The biggest faller was the usually safe haven of Luxembourg, which is facing an unsustainable pensions and social security bill for its aging population. Germany’s political instability after long-time Chancellor Angela Merkel announced she would quit also cost it ranking points. As Luxembourg’s 0.2 drop was higher than Germany’s 0.11, the two nations swapped places to 12th and 13th, respectively. Norway also fell, dropping to 0.09 points to finish fifth.

“In all three cases, the setback is entirely due to a poorer performance in some governance areas and political risk (in Germany), as well as higher net present value estimates for pension and healthcare spending, which is undermining the sustainability of the respective social security systems,” Schieler says.

Source: RobecoSAM

The UK and US were able to maintain their ESG scores, despite contentious issues relating to Brexit and an erratic President Trump. “Both show a deterioration in social unrest, political risk and political stability indicators, reflecting greater uncertainty, more pronounced risks, increased polarization and a widening social divide,” Schieler says.

More generally, the standards of governance have dropped around the world. “A pronounced deterioration in aging scores (South Korea and Poland) characterizes losing countries, while increased corruption (Malaysia and Russia), the weakened rule of law (Malaysia and Poland) and declines in regulatory quality (Turkey) contributed to deterioration in worldwide governance indicators,” Schieler says.

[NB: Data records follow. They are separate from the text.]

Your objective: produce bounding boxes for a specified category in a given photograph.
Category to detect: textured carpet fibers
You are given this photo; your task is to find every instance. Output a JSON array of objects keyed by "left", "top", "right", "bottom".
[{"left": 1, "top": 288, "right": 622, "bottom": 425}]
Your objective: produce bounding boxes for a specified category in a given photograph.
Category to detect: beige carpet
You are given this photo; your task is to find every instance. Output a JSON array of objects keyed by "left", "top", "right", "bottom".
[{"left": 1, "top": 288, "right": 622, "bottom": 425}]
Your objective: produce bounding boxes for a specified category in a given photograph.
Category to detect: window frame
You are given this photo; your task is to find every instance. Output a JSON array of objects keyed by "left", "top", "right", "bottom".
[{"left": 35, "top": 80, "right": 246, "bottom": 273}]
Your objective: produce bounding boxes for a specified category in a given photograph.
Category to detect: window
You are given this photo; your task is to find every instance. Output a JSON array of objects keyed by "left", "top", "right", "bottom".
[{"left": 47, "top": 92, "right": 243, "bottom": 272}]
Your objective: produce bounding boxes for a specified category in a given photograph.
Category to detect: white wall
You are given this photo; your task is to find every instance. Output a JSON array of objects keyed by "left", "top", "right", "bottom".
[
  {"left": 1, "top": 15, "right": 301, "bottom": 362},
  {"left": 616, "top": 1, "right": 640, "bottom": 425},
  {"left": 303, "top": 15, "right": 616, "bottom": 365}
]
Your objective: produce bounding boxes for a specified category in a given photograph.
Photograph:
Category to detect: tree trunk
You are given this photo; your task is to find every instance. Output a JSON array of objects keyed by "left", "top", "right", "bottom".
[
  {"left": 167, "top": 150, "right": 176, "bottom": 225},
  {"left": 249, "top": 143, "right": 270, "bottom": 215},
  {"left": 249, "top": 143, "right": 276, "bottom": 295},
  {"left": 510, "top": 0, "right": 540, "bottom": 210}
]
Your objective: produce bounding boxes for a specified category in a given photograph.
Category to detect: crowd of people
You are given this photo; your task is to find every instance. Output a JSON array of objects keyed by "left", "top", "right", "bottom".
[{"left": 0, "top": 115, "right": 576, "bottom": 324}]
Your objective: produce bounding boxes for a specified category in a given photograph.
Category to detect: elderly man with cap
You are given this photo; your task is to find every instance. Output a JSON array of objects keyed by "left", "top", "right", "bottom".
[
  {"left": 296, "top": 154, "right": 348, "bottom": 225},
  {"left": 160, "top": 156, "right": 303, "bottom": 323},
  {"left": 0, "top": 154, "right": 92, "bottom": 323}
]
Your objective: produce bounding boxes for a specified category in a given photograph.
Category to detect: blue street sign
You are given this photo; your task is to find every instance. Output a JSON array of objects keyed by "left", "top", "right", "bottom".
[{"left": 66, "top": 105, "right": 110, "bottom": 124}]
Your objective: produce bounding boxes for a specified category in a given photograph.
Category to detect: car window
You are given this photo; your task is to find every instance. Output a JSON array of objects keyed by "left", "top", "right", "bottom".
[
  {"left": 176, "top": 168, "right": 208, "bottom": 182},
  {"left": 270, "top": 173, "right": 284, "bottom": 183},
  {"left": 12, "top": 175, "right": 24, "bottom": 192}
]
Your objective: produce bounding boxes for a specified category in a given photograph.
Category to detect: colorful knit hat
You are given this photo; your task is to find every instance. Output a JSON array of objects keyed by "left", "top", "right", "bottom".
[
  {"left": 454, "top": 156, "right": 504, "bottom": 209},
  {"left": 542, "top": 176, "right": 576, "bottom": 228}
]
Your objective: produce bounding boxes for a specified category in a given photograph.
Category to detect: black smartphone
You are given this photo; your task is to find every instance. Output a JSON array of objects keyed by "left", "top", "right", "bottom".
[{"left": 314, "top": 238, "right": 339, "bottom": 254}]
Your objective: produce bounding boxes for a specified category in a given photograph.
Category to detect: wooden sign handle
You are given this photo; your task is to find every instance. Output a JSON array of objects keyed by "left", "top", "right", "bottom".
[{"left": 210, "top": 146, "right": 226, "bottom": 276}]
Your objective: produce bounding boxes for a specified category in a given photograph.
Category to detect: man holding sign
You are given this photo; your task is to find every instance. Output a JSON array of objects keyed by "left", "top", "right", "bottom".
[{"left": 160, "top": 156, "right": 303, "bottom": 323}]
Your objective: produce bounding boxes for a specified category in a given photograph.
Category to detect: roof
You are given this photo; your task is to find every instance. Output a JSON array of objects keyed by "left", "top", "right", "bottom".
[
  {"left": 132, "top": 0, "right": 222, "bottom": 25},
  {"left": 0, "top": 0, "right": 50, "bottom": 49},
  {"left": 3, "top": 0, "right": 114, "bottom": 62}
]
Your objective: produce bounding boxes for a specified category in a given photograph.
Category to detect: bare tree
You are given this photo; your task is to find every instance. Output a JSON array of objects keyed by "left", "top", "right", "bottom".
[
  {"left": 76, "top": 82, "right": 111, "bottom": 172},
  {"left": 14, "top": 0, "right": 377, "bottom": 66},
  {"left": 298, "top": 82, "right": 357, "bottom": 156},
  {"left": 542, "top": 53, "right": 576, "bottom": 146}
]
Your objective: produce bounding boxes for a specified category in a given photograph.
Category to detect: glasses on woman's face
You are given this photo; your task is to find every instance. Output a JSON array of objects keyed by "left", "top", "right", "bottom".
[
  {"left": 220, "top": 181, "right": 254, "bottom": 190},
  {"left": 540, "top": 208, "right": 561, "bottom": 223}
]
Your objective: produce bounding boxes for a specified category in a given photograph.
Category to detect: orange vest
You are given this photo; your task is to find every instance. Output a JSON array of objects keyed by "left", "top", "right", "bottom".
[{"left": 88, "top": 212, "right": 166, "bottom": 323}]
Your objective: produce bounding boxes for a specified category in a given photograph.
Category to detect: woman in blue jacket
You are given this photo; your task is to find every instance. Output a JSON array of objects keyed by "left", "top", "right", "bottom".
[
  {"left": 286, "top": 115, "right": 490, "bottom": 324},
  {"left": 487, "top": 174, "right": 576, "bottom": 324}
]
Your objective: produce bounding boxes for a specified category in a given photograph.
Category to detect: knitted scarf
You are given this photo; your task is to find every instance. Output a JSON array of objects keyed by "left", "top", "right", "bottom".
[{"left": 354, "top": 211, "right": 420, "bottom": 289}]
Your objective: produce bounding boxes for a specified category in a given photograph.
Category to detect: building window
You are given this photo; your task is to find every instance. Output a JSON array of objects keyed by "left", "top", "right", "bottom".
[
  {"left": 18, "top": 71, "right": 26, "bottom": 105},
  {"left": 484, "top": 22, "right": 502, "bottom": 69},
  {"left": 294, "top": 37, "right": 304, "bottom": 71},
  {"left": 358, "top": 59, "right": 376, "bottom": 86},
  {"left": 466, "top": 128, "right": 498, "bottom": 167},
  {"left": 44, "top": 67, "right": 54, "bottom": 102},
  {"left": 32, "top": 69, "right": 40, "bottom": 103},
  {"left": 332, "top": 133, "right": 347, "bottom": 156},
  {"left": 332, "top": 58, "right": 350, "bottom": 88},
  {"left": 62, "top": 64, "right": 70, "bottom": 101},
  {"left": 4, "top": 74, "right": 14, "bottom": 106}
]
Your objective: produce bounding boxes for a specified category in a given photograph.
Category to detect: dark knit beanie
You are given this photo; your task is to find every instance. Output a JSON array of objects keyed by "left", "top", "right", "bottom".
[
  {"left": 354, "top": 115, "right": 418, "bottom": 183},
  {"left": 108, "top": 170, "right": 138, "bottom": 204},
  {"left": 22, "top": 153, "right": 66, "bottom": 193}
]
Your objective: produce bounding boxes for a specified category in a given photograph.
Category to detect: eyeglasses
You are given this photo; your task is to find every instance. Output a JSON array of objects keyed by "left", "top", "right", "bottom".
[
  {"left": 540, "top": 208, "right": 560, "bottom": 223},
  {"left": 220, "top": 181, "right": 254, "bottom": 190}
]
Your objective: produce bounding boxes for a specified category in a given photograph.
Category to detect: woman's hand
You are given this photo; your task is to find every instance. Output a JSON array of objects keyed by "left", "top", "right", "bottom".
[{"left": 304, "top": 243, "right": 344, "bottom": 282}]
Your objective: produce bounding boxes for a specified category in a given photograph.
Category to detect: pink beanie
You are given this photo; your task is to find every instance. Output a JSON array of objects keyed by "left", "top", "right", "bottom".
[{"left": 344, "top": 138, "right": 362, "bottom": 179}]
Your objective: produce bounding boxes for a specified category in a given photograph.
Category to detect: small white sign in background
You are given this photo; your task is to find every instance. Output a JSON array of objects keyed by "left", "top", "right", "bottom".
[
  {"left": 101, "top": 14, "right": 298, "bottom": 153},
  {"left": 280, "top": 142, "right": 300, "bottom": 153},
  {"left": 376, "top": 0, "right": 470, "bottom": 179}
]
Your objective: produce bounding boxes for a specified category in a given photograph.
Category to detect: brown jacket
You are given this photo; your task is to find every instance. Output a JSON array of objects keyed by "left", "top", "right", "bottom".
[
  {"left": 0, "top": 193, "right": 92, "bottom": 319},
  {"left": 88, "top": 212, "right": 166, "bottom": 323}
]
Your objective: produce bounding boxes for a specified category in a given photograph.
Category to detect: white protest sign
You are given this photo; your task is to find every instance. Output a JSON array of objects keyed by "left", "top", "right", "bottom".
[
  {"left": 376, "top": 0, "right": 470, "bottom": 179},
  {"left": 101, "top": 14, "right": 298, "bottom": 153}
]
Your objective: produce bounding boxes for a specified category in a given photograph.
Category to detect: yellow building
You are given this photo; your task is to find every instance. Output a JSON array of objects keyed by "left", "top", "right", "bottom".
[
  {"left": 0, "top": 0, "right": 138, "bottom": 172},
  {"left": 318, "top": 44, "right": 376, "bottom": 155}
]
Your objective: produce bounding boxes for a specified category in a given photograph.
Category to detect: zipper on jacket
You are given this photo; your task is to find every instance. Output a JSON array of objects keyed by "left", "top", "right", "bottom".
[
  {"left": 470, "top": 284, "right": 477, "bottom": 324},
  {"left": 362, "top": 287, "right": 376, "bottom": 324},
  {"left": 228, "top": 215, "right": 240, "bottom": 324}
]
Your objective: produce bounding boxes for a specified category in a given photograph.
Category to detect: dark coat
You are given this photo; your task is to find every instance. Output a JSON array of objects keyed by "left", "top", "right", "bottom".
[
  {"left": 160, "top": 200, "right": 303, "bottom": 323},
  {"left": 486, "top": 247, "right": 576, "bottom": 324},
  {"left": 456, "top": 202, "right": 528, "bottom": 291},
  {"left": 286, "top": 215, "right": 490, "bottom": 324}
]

RobecoSAM uses a range of ESG metrics to establish how sustainable a country is on a long-term basis. It collects data from 65 countries – 22 developed and 43 emerging – twice a year. The resulting scores offer insights into the investment risks and opportunities associated with each country, and provide investors with a better frame of reference for making comparisons between countries and regions from a risk-return perspective.